Traditional vs. modern — it’s an argument foodies have probably been having for centuries, particular with regard to ethnic cooking. Is it a chef’s responsibility to faithfully recreate recipes the way they’ve been interpreted for generations? Or should that chef get creative, drawing on traditional styles and techniques while moving them forward for a modern world? Honestly, it’s an argument I’m bored of having. Apparently, the people at 9 On the Plate Korean Bistro, a new Korean restaurant on Desert Inn Road and Durango Drive, agree. So they’ve drawn a clear line of demarcation down the middle of their menu. In one side, they offer their take on traditional Korean dishes. On the other, they provide a modern twist.
9 On the Plate is a mid-sized restaurant in a space that used to be home to a teppanyaki place. It’s been mostly redecorated, although one converted teppanyaki table inexplicably remains, complete with its large overhead exhaust fan. The rest of the bright space is minimally decorated. It has a modern feel, but (hip-hop soundtrack notwithstanding) doesn’t try to conjure that nightclub vibe that so many modern Korean restaurants embrace.
The menu is fairly limited, with only 14 or 15 items (side dishes included) on each side. Among the traditional dishes you’ll find the grilled meat known as bulgogi ($10), braised chicken Andong-style ($11), the rice dish bibimbop ($10) and japache noodles ($7). The chef puts his modern twists on the beef and pork bulgogi as well as the bibimbop, offering them in sliders, tacos and a salad, respectively. His modern dishes also include caramelized scallops with fried sesame leaf, crown daisy oil and chili sauce ($10) and honey chicken wings with roasted nuts ($10).

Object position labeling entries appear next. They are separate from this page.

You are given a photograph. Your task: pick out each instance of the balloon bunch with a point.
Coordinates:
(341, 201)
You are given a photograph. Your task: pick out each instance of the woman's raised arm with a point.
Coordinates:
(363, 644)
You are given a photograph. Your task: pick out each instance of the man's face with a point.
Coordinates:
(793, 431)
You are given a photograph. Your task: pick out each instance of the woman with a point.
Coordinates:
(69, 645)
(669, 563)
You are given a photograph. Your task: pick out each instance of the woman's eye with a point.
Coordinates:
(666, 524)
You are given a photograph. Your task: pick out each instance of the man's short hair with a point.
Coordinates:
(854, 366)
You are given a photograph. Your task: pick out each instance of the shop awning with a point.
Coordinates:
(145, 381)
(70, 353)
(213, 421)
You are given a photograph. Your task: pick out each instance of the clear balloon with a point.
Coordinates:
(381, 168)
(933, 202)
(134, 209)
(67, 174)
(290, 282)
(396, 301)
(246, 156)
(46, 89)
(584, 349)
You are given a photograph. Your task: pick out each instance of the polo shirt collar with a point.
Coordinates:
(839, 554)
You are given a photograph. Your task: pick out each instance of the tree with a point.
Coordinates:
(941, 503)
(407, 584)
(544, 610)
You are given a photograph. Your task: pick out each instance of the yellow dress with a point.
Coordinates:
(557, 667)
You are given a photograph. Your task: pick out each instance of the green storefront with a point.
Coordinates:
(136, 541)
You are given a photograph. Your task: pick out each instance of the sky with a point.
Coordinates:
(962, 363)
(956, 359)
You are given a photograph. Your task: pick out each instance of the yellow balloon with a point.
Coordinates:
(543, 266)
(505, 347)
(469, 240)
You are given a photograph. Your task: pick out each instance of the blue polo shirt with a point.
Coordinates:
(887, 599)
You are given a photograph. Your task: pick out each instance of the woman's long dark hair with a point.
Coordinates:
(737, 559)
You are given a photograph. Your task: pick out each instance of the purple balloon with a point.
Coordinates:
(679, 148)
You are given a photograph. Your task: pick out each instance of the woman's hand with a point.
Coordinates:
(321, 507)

I’ve tried two of the traditional dishes. A side of deep-fried rice cakes ($3) was a skewer of five small cylinders, crispy on the outside and gummy in the center, topped with a sweet and spicy red sauce. Imagine Japanese mochi ice cream, without the ice cream, but with a nice dose of heat. An order of pan-seared salmon was crispy and brown on the outside, but still moist and tender in the middle. The fish itself was a bit bland, but the kimchi risotto with creamy hot pepper sauce offered a nice blend of flavors that complemented it well.
On the modern side, I had mixed opinions of the beef bulgogi siders ($9) and spicy pork bulgogi tacos. I’m torn: The hotter pork seasoning was a bit more to my liking than the sweeter beef, but I thought the quality and preparation of the beef itself was better than the pig. That said, the tacos were a much greater success. The thin tortilla and just a hint of avocado sour cream, kimchi chutney and spicy ssam sauce really allowed the meat to shine. Unfortunately, the thick slider buns made it hard to really appreciate the beef and other topping on the sandwich. If you’re gonna go with the beef bulgogi, I’d stick with the traditional preparation.
A seared beef-belly salad ($9) was also extremely good. The beef was nicely seasoned and perfectly cooked. And the salad of mixed greens, frisee, red onion, roasted nuts and soy-ssam sauce was quite tasty on its own.
Finally, I had the modern twist on fried chicken ($10). The small crispy nuggets were a little bland, but cooked properly, and the sesame dressing that accompanied them (along with a monstrous pile of scallions), had a nice touch of honey to it.
I’ve had lunch from 9 On the Plate twice — once dining in, the other grabbing takeout. On both occasions, the main dining room was empty, with small parties seated in a side room. Service was friendly and courteous both times. But when I dined in, the kitchen and staff seemed overwhelmed by someone ordering a massive feast in the other room. As a result, my entrée took forever to come, followed by our side dish five minutes later, and my wife’s entrée another five or 10 minutes after that. They clearly realized there was a problem, however, and brought a complimentary beef salad for us to snack on while waiting.
9 On the Plate is a quaint little addition to the neighborhood, offering simple Korean cuisine, and then mixing it up a bit, at a very reasonable price. Despite some problems with the service, it’s definitely worth a visit.